SEED initiative joins Rework to push for youth green jobs
The main goals of the SEED Initiative are to build support for social and environmental entrepreneurs, to integrate them into the green economy, and to promote their role as contributors to the wider development process.
Through a competition, SEED every year selects the most promising start-up social and environmental entrepreneurs around the globe and provides them with tailored capacity building packages to meet their most urgent needs, to grow their networks, and to heighten their profiles, so helping them to consolidate and scale up.
October 16, 2009
Join REWORK THE WORLD -500 Million Young People Will Look For Work In The Next 10 Years
The path to a global sustainable society must be built by creating sustainable business, jobs and living. The journey starts with what matters most to us as individuals - our jobs and every day security in our local community.
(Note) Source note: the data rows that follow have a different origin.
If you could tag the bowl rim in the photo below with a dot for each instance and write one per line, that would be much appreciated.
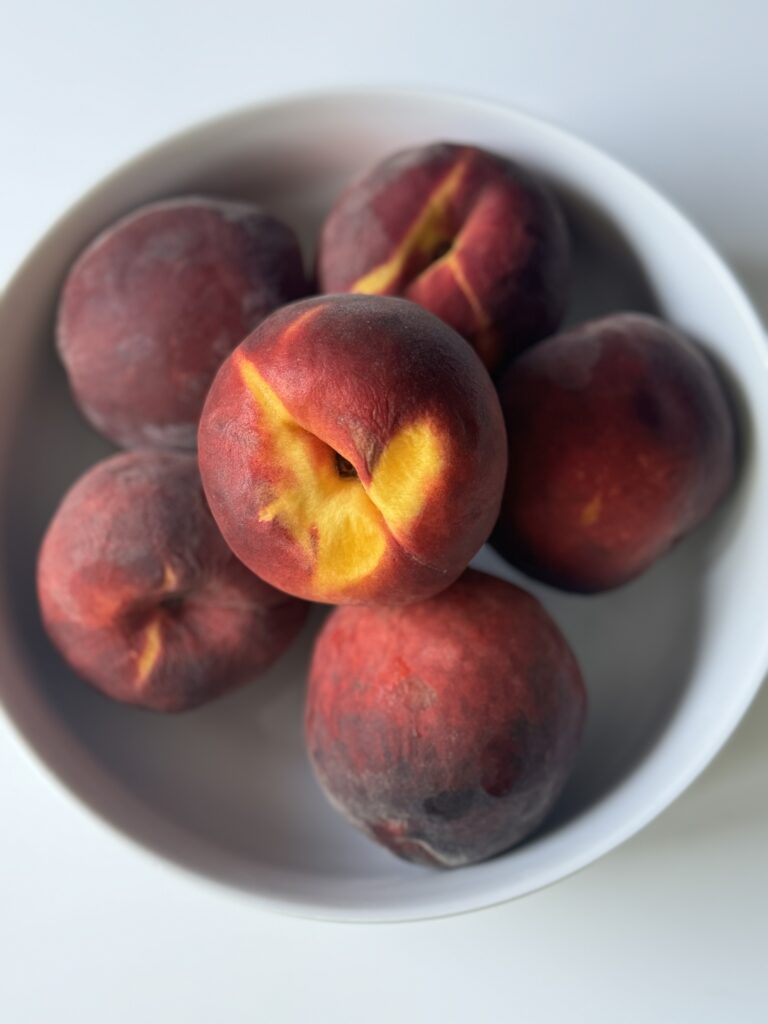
(698, 758)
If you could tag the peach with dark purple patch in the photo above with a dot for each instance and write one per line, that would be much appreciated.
(142, 597)
(472, 237)
(444, 730)
(154, 305)
(621, 442)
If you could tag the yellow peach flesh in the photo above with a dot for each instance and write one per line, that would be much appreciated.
(151, 647)
(426, 235)
(342, 526)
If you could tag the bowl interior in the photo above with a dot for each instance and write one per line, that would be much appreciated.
(671, 660)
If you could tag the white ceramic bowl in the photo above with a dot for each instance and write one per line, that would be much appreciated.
(671, 660)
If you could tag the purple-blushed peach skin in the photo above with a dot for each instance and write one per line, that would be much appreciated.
(622, 441)
(445, 730)
(352, 450)
(153, 306)
(470, 236)
(142, 597)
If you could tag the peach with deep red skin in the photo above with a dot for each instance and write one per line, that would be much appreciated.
(153, 306)
(621, 442)
(472, 237)
(142, 597)
(444, 730)
(352, 450)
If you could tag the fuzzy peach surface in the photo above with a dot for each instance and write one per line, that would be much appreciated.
(142, 597)
(154, 304)
(621, 442)
(352, 450)
(470, 236)
(444, 730)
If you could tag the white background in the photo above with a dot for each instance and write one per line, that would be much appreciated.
(674, 926)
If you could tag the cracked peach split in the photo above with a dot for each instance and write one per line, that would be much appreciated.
(352, 450)
(142, 597)
(470, 236)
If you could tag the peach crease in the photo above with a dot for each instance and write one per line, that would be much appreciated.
(426, 236)
(343, 525)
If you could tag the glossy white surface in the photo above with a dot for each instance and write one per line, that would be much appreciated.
(676, 919)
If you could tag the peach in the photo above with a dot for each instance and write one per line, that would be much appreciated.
(621, 442)
(154, 305)
(444, 730)
(352, 450)
(142, 597)
(470, 236)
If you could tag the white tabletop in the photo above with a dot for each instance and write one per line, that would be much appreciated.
(673, 926)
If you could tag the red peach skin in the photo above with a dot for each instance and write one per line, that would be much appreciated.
(471, 236)
(154, 305)
(142, 597)
(352, 450)
(621, 442)
(444, 730)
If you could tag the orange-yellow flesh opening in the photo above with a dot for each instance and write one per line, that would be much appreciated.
(426, 235)
(342, 526)
(152, 645)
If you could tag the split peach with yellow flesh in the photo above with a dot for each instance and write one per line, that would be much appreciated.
(352, 450)
(468, 235)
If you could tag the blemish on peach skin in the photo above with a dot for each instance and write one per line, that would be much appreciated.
(591, 511)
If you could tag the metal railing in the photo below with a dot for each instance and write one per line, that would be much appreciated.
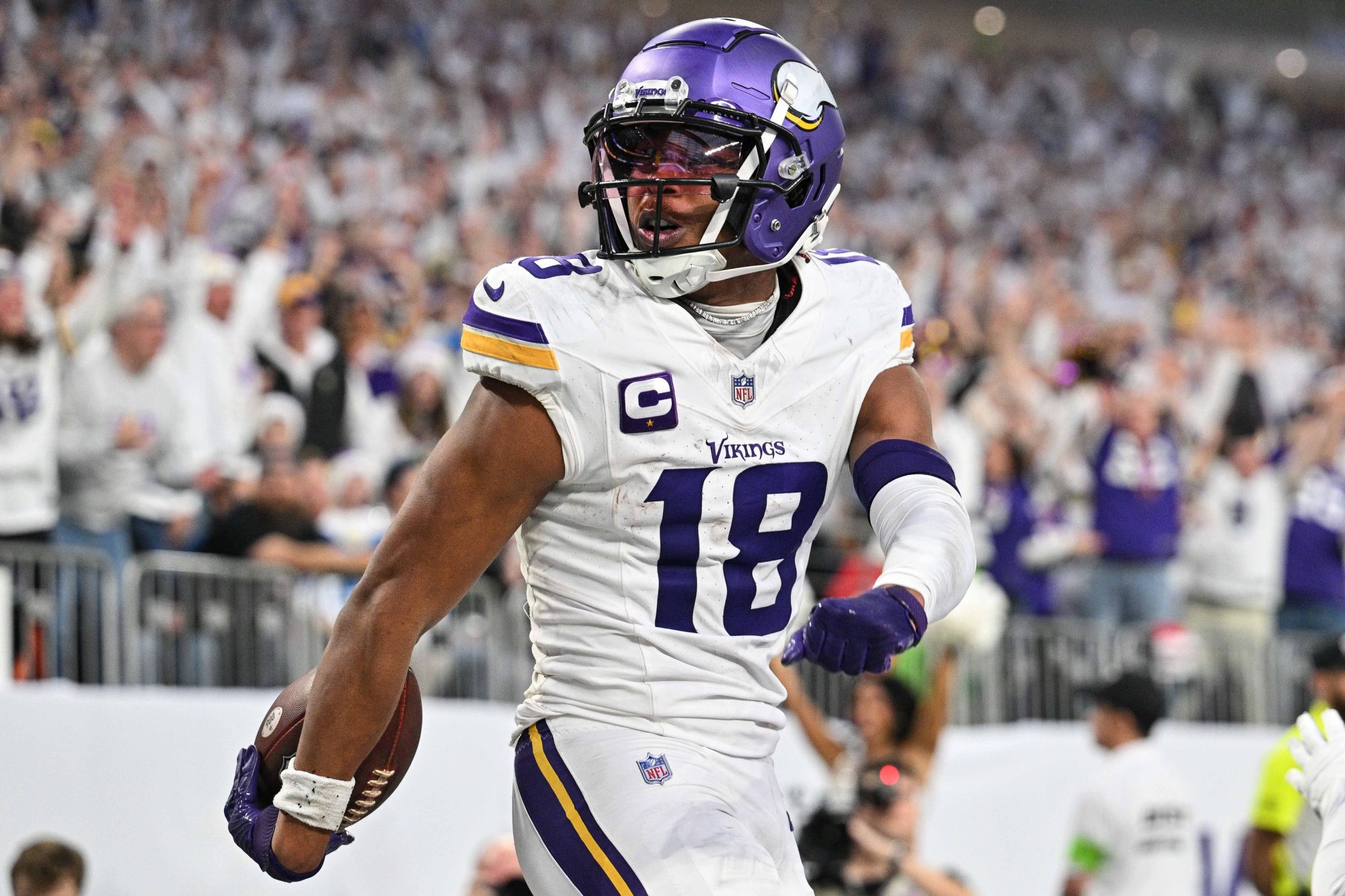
(194, 619)
(1046, 670)
(64, 615)
(217, 622)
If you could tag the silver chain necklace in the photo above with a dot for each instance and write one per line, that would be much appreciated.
(732, 322)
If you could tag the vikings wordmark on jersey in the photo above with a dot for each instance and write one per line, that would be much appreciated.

Our goal is to mobilize young people to demonstrate their green ideas and to involve existing business and capital to create new companies and new jobs.
Our challenge is put global and local issues in the same picture. Both the global and the local perspectives must be concrete and easy to understand.
We need practical and doable ways to deal with these issues.
This is why we need to Rework the World!
/Ulla-Britt Fräjdin-Hellqvist - Team Rework the world
October 14, 2009
African Demographics vs. Green Economy: What Future for Youth?
The links between population, the way we produce and consume energy, and the fragility of the natural resource base is at the heart of the problem. But there are also solutions. Innovation can play a key role in cutting through this gordian knot, and is the main goal of the work that the Pathways to Scale Program is doing with the Tallberg Foundation. Just like mobile phone companies could leapfrog development from the crumbling state-owned telecoms, new business models emerging in renewable energies such as wind and solar power, biofuel cookers and rainwater tanks offer similar potential.
In Tanzania, 300 hectares of forests a day are lost to the production coal for cooking, which sustains rural livelihoods. Joint Environmental Techniques (JET), an organization associated to Rework, is promoting a way of producing charcoal briquettes with agricultural waste, which burn longer and are cheaper than coal in the market, providing sustainable livelihoods to poor rural families. Rework aims to convene the clusters of actors that can help JET, among other businesses, scale up the impact of its model on youth employment, faster. Their potential is to change the equation between the demand for energy and the depletion of natural resources, while generating the much needed ‘green’ youth employment.
The transition to a ‘green economy’ will remain a distant promise if young people, which are already the majority of the population in many developing countries, don’t find a way of getting involved. Our partners, such as the International Labour Organization (ILO) and TechnoServe, are joining the initiative to push this agenda in their respective spaces, whether by creating enabling business environments for these initiatives and accelerating skills building on the ground or by advancing the necessary global public policies, investment opportunities and coordination. Much more remains to be done, not least by putting the challenge of creating youth green employment high on the development agenda.